Principal Engineer - Open Source Data Platform (ODP)
acceldata
About the Role
We are seeking a Principal Engineer with a minimum of 14 years of experience to serve as a technical visionary and thought leader for the Acceldata Open Data Platform (ODP). In this role, you will define the long-term technical strategy, lead the most complex architectural initiatives, and represent Acceldata in the global open-source and distributed systems community. You will work directly with engineering leadership and executives to shape product direction while driving innovation across the organization.
This is a full-time, on-site position, open to candidates with valid work authorization.
Why Join Us
As a Principal Engineer at Acceldata, you will be at the forefront of shaping the future of enterprise data platforms. You'll define the technical vision for systems that power mission-critical workloads across the world's largest organizations. Your decisions will influence not just our platform, but the broader data ecosystem through open-source contributions and industry leadership.
You'll work alongside Apache members, committers, and industry veterans who are passionate about solving the hardest problems in distributed computing.

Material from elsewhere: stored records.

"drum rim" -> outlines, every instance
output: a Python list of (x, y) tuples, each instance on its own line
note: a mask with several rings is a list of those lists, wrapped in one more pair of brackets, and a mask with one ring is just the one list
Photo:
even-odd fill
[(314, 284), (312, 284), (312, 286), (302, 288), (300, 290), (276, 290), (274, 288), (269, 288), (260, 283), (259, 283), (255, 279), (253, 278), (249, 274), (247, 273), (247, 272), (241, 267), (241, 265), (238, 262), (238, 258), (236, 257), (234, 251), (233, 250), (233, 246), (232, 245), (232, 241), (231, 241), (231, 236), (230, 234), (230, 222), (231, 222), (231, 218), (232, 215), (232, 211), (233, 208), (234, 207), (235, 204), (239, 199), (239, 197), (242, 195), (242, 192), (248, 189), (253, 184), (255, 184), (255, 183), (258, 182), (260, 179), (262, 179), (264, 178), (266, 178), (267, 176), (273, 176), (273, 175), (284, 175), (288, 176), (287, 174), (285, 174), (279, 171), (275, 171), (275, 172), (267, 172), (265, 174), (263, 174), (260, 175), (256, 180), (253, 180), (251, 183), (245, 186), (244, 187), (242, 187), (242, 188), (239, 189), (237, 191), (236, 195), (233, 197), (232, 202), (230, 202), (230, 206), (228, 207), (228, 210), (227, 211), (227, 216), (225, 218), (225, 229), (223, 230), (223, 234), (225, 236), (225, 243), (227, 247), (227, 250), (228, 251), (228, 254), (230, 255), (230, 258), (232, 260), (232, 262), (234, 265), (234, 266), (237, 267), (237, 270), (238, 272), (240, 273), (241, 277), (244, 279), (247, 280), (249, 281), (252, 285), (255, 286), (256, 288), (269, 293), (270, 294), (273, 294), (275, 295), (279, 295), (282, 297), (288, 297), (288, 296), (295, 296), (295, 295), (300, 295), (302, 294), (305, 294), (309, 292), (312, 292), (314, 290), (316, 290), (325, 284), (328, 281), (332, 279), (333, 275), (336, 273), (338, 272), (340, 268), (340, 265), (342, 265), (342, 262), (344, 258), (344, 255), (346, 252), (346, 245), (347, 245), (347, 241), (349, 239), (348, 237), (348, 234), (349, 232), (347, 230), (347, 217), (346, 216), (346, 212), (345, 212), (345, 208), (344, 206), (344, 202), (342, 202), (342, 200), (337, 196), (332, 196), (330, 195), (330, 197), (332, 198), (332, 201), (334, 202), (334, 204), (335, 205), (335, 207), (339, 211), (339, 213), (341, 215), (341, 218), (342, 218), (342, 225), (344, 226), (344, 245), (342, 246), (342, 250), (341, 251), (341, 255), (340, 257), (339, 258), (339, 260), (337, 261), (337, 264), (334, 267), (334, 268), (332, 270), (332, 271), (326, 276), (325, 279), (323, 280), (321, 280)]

This is a rare opportunity to combine deep technical impact with strategic influence, building technology that matters while shaping the direction of a growing company in the data observability space.
Responsibilities
- Define and drive the long-term technical strategy and architecture for the Open Data Platform, aligning with business objectives and industry trends.
- Own the design of the most complex, high-impact systems; establish architectural principles and patterns that scale across the organization.
- Identify emerging technologies and industry trends; lead research and development initiatives that position Acceldata at the cutting edge of data platform innovation.
- Serve as a recognized leader in the open-source community; drive Apache project contributions, represent Acceldata at conferences, and influence project roadmaps.
- Collaborate with CTO, VP of Engineering, and product leadership to translate business strategy into technical execution; provide technical due diligence for strategic initiatives.
- Influence engineering practices, tools, and culture across multiple teams; establish best practices that elevate the entire engineering organization.
- Mentor Staff Engineers and Senior Engineers; develop technical leadership capabilities across the organization.
- Lead resolution of the most challenging technical problems spanning architecture, performance, scalability, and reliability.
- Engage with strategic customers and partners on complex technical discussions; translate customer needs into platform capabilities.
- Drive alignment across engineering, product, and operations on technical decisions with broad organizational impact.
- Work across diverse environments: Bare Metals, VM, Kubernetes, multi-cloud, and hybrid architectures at enterprise scale.
Mandatory Skills & Qualifications
- 12+ years of hands-on software development experience with at least 8 years focused on distributed systems, big data platforms, or data infrastructure.
- Proven track record of leading large-scale technical initiatives from conception to production across multiple teams.
- Expert-level proficiency in Java or Scala; strong skills in Python and systems languages.
- Deep expertise in distributed computing including consensus protocols, distributed transactions, data replication, partitioning strategies, and optimisation with modern table formats.
- Extensive experience in architecting and scaling systems using Hadoop, Spark, Hive, Trino, Kafka, Flink, and related technologies at production scale (100s to 1000s of nodes).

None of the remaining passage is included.